To see 60 films at a film festival is mad. I’m only half way through my fourth day and I can already tell you that. Of course, having come down with the flu mere days before my experience as one of the Melbourne International Film Festival’s official blogathon participants hasn’t helped matters.
Within these brief few days – I will be reporting into here every few days as well as daily on my personal blog Stale Popcorn – I’ve experienced pretty much everything a film festival can offer. There have been amazing films, walk outs, technical issues, social interraction, mid-film sleeps and crazy patrons screaming for no apparent reason.
The festival began for me with a retrospective screening of Martin Scorsese’s forgotten classic The King of Comedy (1982). Long relegated to the second tier of Scorsese’s resume, I think it’s about time this brutal satire of celebrity was given the credit it deserves. With Robert De Niro acting, perhaps, the best performance of his career and Sandra Bernhard giving one of my own personal favourite performances of all time, I can’t recommend the film enough, even if it is only on DVD.
Another hit for the early days of the festival was the latest film by Danish provocateur Lars von Trier- Melancholia. Two years after the controversial horror play of Antichrist, he returns with this stunning science fiction film about a mysterious, newly-discovered planet that is on a destructive path towards Earth. On the human side, however, it is about two sisters played by Kirsten Dunst (in her Cannes best actress winning performance) and Charlotte Gainsbourg with differing grips on reality. Dunst’s Justine is clearly a depressed woman who does her best to hide it from her family and new husband (Alexander Skarsgård).

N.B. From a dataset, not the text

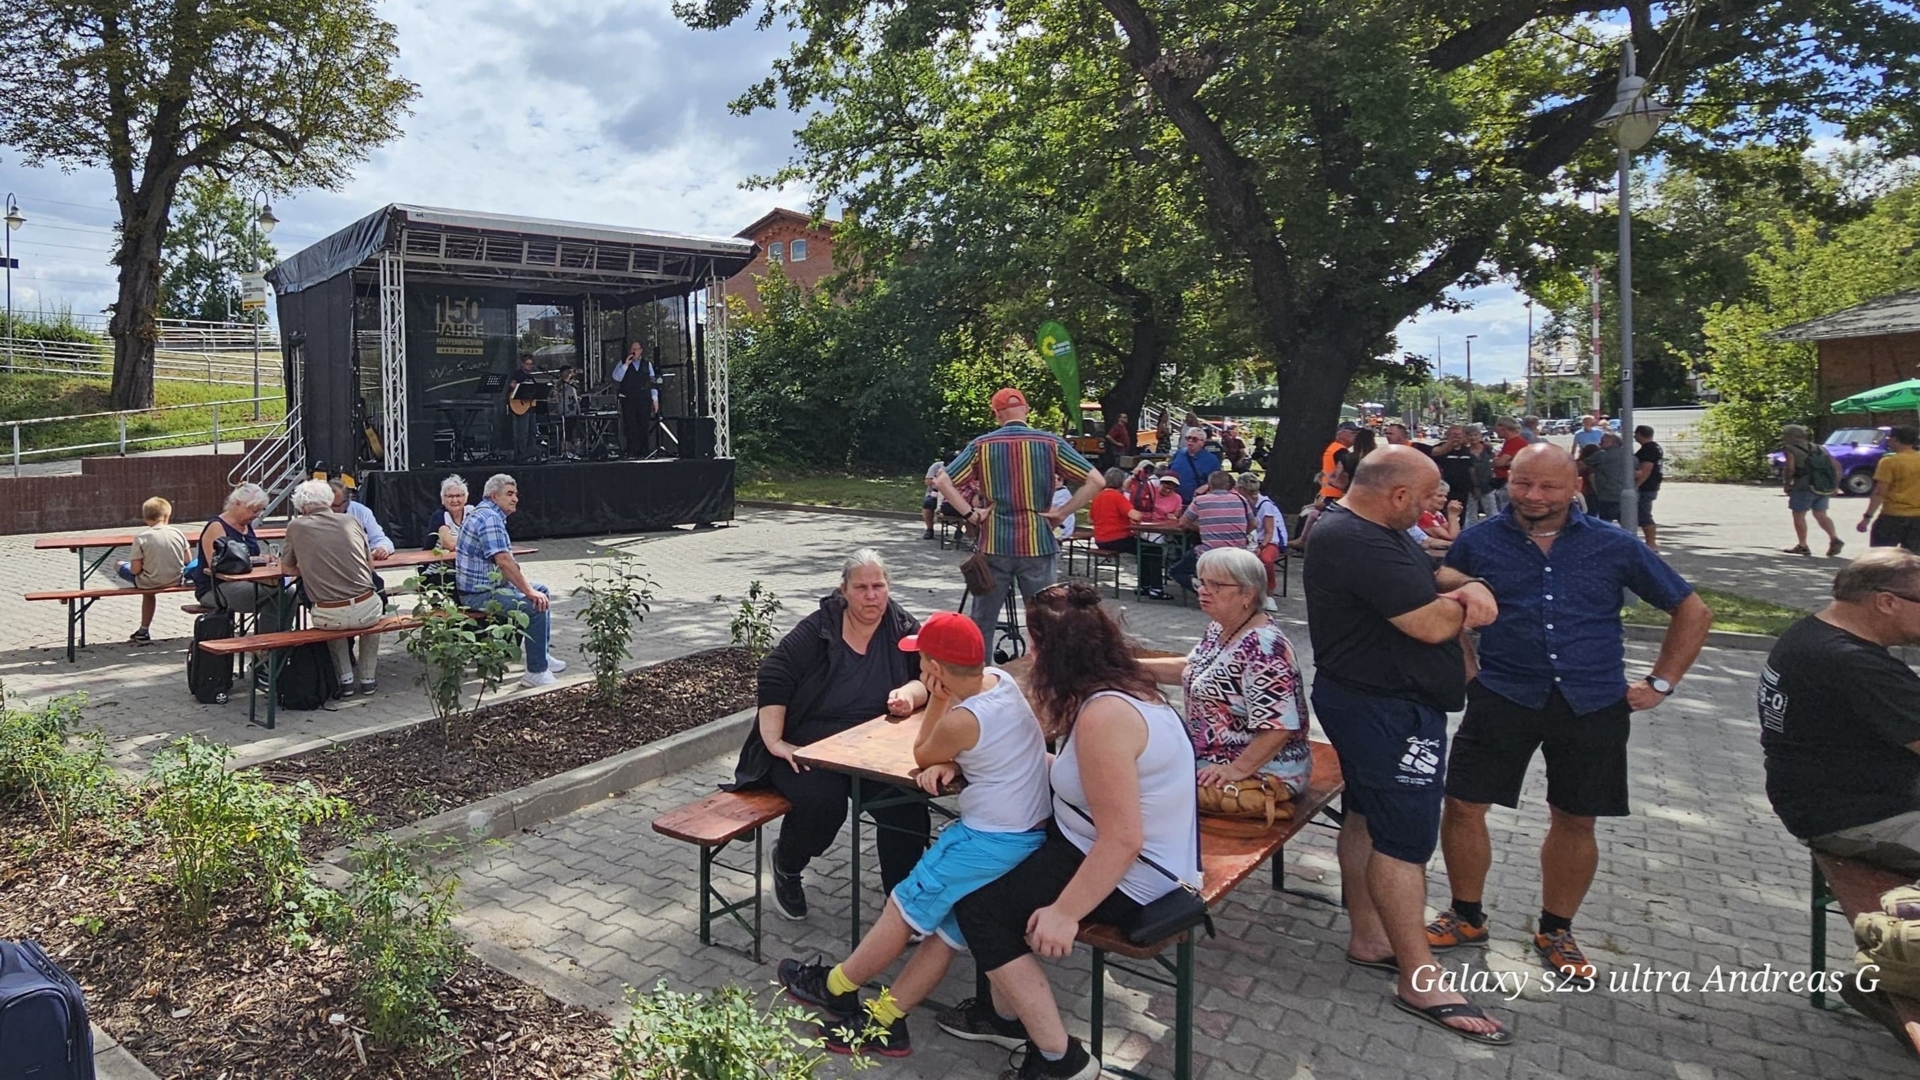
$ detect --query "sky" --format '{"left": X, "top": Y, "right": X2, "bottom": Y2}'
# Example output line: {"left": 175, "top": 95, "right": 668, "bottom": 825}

It’s a splendid film and von Trier, who also wrote the screenplay, has really fascinating things to say about depression and I loved the way he weaves dramatic visual effects sequences into the film as if they’re common place.
The other truly great film so far this festival has been Sundance and Cannes hit Martha Marcy May Marlene, the debut feature by Sean Durkin that explores the destructive force of a cult-like commune on a young girl. Played by Elizabeth Olsen (sister to Mary-Kate and Ashley, let’s get that out of the way), the character of Martha (the other names in the title are her alternate commune egos) is a troubled, disturbed enigma on the verge of cracking open. Haunted by paranoia from her time at the commune and worried her “family” will come to get her after a daring escape, Martha Marcy May Marlene is as brittle and deeply textured as the girl it frames. You can take the girl out of the cult, but you can’t take the cult out of the girl.
Elsewhere, Richard Ayoade’s (The IT Crowd) Submarine is a delicately made British coming-of-age film set in the 1970s. With an utterly wonderful lead performance from Craig Roberts and lively supporting turns by Sally Hawkins (Made in Dagenham), Noah Taylor (Shine) and Paddy Considine (In America) as a hippy ninja, the film’s first half truly sparkles with a charming wit and brisk editing. Unfortunately a much darker second half makes for somewhat harder viewing. 13 Assassins, Takashi Miike’s Japanese samurai epic, on the other hand features a rather heavy backstory amidst its opening half that – and I will admit that the flu may have gotten the best of me here – was hard to follow (with opening subtitles that ran way too fast). Thankfully Miike’s film was enlivened by a bloody, fun and exhausting battle sequence that runs for around 30 minutes. It’s a great end to an otherwise familiar and overlong film.
Of the two documentaries I have seen there is definitely a clear winner. From Michael Epstein, a relative newcomer to feature documentaries, comes LennoNYC, an exhaustive and expansive look at the years John Lennon lived in New York City after fleeing the scrutiny heaped upon himself and wife Yoko Ono in the UK. Ono granted the filmmakers use of her exclusive video and audio tapes and the film proves to be a wonderful tribute to the man, the woman and the city itself.
Technical difficulties are a fact of life at a film festival as expansive as MIFF, but the issues experienced on Saturday’s screening of Werner Herzog’s (Grizzly Man) 3D documentary Cave of Forgotten Dreams caused a near riot in the cinema! It was like nothing I had ever witnessed before. As the film began and the sound was wildly out of tune, the near sold out crowd erupted into a mass of stamping feet, booing, hooting and chanting. The film eventually screened properly and turned out to be a rather drowsy look at historically important cave drawings with only occasionally noteworthy 3D to enliven the proceedings. Unfortunately for the crowd again, the film broke down twice within the final minutes resulting in walk outs and angry patrons.
An unfortunate incident that has made the storytelling rounds. “Did you hear about Cave of Forgotten Dreams?” they ask. Oops. Such is life. And now I must carry on. Until we meet again…





Great round up Glenn. Really looking forward to Melancholia!